I'm currently trying to make a regex that will find all the sentences in a block of text, and so far I've got this;
(?=(?<!mr)\.|(?<!mrs)\.|\?|!)+
Which will find everything that delimits a sentence. I want the regex to find everything that's contained between what this regex finds, but I don't really know where to go from here.
(Moved from your closed newer question)
In your case, the lookbehinds should come before the periods.
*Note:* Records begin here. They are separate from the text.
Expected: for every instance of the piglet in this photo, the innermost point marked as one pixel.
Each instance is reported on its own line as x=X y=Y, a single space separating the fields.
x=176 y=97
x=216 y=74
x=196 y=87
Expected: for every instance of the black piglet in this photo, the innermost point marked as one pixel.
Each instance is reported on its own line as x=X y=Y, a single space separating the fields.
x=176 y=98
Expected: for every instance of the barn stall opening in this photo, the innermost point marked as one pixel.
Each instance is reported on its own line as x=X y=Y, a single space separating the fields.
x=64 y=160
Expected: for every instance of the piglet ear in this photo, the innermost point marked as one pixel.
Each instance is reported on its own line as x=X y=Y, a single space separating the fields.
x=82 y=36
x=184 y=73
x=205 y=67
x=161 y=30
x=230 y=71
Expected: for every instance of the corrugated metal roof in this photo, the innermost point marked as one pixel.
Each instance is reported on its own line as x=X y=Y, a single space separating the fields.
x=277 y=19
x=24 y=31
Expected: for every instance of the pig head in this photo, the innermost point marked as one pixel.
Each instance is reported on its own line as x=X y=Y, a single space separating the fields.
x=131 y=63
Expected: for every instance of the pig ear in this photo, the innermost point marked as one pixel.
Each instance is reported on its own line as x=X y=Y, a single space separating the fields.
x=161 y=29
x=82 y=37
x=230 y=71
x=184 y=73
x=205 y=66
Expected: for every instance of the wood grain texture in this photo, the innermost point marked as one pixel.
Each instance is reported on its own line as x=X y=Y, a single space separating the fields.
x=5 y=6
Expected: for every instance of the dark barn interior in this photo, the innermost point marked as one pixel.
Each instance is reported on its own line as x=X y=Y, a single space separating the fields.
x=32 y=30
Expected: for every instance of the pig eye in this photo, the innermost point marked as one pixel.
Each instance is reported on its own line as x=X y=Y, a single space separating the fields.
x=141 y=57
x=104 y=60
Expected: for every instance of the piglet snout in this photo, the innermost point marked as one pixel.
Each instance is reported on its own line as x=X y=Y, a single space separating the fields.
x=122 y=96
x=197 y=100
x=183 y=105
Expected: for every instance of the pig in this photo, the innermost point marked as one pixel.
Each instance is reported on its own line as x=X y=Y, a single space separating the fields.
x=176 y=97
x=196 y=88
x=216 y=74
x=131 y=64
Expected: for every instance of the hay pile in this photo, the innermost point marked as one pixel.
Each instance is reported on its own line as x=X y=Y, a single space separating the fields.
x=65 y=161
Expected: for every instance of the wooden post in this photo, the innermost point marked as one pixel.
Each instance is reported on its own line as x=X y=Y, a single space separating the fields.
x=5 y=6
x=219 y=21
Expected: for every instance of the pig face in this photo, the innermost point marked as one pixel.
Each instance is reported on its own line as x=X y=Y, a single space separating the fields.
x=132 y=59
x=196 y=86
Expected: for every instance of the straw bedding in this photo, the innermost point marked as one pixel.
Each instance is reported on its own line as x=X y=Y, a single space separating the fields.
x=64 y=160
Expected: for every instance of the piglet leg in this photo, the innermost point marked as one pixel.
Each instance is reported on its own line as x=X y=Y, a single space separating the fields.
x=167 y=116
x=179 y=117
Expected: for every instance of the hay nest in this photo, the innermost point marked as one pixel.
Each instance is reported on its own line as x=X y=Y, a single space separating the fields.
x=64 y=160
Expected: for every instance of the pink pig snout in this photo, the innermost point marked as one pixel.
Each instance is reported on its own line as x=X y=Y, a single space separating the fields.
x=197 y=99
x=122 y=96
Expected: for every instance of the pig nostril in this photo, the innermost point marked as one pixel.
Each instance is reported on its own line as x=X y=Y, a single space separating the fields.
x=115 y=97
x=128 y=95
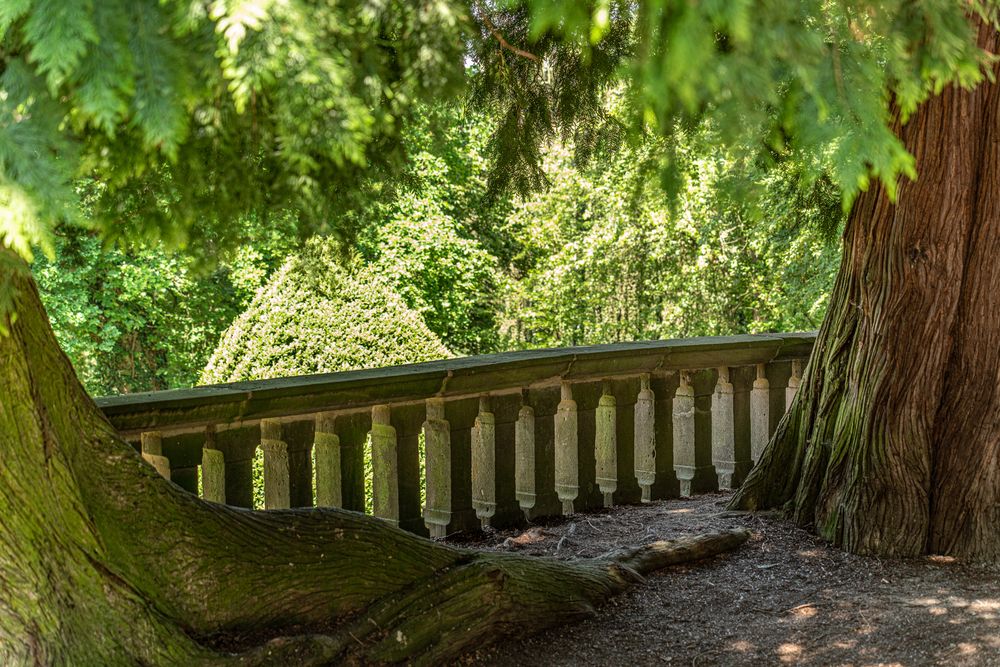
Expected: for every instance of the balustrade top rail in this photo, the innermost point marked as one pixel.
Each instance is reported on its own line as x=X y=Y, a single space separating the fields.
x=182 y=409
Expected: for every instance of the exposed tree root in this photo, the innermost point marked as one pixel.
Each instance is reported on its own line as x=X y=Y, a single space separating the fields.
x=102 y=561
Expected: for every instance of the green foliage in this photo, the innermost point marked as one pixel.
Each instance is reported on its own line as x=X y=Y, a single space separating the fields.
x=438 y=240
x=316 y=316
x=193 y=115
x=605 y=259
x=142 y=318
x=816 y=82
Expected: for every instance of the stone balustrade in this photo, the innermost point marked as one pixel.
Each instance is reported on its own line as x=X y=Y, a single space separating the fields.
x=503 y=437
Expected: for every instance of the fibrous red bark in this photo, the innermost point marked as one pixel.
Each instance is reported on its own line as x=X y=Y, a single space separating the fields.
x=892 y=446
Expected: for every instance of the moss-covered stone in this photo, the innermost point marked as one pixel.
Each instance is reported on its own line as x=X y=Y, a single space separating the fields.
x=316 y=316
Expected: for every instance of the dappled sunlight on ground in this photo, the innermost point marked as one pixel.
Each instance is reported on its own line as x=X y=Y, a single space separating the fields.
x=784 y=598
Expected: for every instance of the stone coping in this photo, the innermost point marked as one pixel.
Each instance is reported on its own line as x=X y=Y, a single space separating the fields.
x=499 y=373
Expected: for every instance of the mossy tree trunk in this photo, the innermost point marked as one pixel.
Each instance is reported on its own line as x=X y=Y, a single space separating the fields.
x=102 y=561
x=892 y=446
Condensing your expression, it is
Update - Between it you could just split discarding delimiters
# (?:(?<!mr)(?<!mrs)\.|\?|!)+
(?:
(?<! mr )
(?<! mrs )
\.
| \?
| !
)+
Or, split keeping delimiters
# ((?:(?<!mr)(?<!mrs)\.|\?|!)+)
(
(?:
(?<! mr )
(?<! mrs )
\.
| \?
| !
)+
)
What about this:
import re
pattern = r'(?=(?<!mr)\.|(?<!mrs)\.|\?|!)+' # I'm assuming this does what you say it does :)
text_block = """long block of sentences"""
sentences = re.split(pattern, text_block)
sentences
will be a list containing the resulting substrings.
re.split
will split text_block
up into different elements of the returned list
. It splits at each point where pattern
matches.
Read about re here:
https://docs.python.org/2/howto/regex.html
EDIT(data imported from your closed newer question):
If you are getting the symbols like ?, ! etc. captured into your returned list aswell, you should try removing the outer parens, like this:
re.split(r"\.(?<!mr)|\.(?<!mrs)|\?|!", somestring)
Ex:
sentences = [s for s in re.split(r"\.(?<!mr)|\.(?<!mrs)|\?|!", somestring) if s]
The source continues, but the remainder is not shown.